Baghdad cancelled a $4.2 billion arms package with Russia on Saturday citing graft concerns and instead opted for new talks, ending a deal that would have made Moscow Iraq's second-biggest arms supplier.
In a bizarre sequence, however, the acting defense minister who negotiated the deal directly contradicted the prime minister's office, insisting nothing had been cancelled, a position that was swiftly denied by the premier's spokesman.

Twin car bombs at a military officers' club in southern Syria killed at least 20 soldiers on Saturday, a watchdog said.
The two bombs exploded minutes apart in the back garden of the club in the city of Daraa, the Syrian Observatory for Human Rights said.
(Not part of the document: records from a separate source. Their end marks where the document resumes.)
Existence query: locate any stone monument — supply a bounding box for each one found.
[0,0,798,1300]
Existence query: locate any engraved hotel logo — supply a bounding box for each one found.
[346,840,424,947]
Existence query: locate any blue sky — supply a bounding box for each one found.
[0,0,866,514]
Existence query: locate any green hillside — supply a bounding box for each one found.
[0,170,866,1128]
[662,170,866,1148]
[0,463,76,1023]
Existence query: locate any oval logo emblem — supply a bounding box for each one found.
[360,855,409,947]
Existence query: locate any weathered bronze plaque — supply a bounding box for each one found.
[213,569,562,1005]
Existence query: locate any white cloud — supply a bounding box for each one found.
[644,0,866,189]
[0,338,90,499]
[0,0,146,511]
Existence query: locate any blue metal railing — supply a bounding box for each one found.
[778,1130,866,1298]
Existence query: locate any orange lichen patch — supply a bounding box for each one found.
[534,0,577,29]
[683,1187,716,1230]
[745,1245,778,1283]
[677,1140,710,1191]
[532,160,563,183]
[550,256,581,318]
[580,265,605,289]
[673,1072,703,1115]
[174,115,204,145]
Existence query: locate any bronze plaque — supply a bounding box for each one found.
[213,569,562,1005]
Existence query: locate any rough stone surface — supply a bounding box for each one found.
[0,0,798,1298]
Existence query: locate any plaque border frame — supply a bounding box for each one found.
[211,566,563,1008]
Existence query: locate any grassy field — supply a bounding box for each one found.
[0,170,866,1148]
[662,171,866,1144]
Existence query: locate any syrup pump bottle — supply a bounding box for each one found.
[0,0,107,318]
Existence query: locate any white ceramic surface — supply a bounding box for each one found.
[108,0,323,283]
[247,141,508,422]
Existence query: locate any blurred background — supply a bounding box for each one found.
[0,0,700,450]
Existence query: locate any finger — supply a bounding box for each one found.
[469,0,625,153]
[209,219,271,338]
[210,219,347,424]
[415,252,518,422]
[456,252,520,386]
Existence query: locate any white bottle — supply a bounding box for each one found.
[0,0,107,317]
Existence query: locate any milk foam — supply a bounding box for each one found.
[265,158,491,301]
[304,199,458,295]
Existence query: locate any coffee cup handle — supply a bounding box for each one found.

Four people were killed and 26 injured late on Friday when a train derailed in central Iran, the official IRNA news agency reported.
The service from the southeastern city of Zahedan to the capital had 324 passengers on board, the news agency quoted the head of Iran's Red Crescent rescue corps, Mahmoud Mozafar, as saying.

Luis Moreno-Ocampo, the International Criminal Court's former prosecutor, said Friday that world leaders had a "good case" for asking NATO to prepare a warrant to arrest Syrian President Bashar Assad.
Moreno-Ocampo, an Argentine lawyer who was the ICC's first prosecutor, said given "it was absolutely clear" that as Syria's commander-in-chief Assad's forces had killed civilians, NATO could execute such a warrant.

The United States plans a $6.7 billion sale of 20 heavy cargo aircraft and five refueling planes to Saudi Arabia, the Pentagon announced Friday, in a deal to be approved by Congress.
The multibillion-dollar deal includes the cost of training, logistical support, parts and associated equipment for the aircraft, said a statement released by the Defense Department's agency for foreign arms sales.

More than 30 Syrian soldiers and rebels have been killed in clashes over the past week in a demilitarized zone of the Golan Heights facing Israeli-held territory, a monitoring group reported on Friday.
Israel's deputy prime minister Moshe Yaalon, meanwhile, warned Damascus it would act to defend its sovereignty if the fighting continued to spill over into the Israeli-occupied part of the Golan.

The number of people inside Syria in need of emergency humanitarian aid is expected to rise to more than four million early next year, while refugee numbers will soar to 700,000, the head of the U.N.'s humanitarian efforts said Friday.
"In the early new year... we're predicting that the numbers of people in need will exceed four million, up from 2.5 million," John Ging, who heads the U.N.'s Office for the Coordination of Humanitarian Affairs (OCHA) told reporters in Geneva.

The jailed son of Iran's former president Akbar Hashemi Rafsanjani denies reports that he has been charged with spying, the Mehr news agency quoted his lawyer as saying on Friday.
"Unfortunately a news agency and two news sites reported some allegations against Mehdi (Hashemi)," lawyer Mahmoud Alizadeh Tabatabee said.

Syria's largest armed opposition group is undergoing a drastic reorganization and relocating its leadership to rebel-held territory in a bid to win vital international support, a general told Agence France Presse.
Mustafa Sheikh heads the military council that presides over the Free Syrian Army (FSA) but which has been criticized for failing to bring order to a chaotic, umbrella group, some of whose members are implicated in suspected war crimes.

Veteran dissident George Sabra, a Christian former communist, was elected president of the Syrian National Council opposition bloc at a meeting in Doha on Friday.
The SNC's 41-member general secretariat, itself newly elected, chose Sabra, who garnered 28 votes, as part of efforts to revamp the group working to oust President Bashar Assad.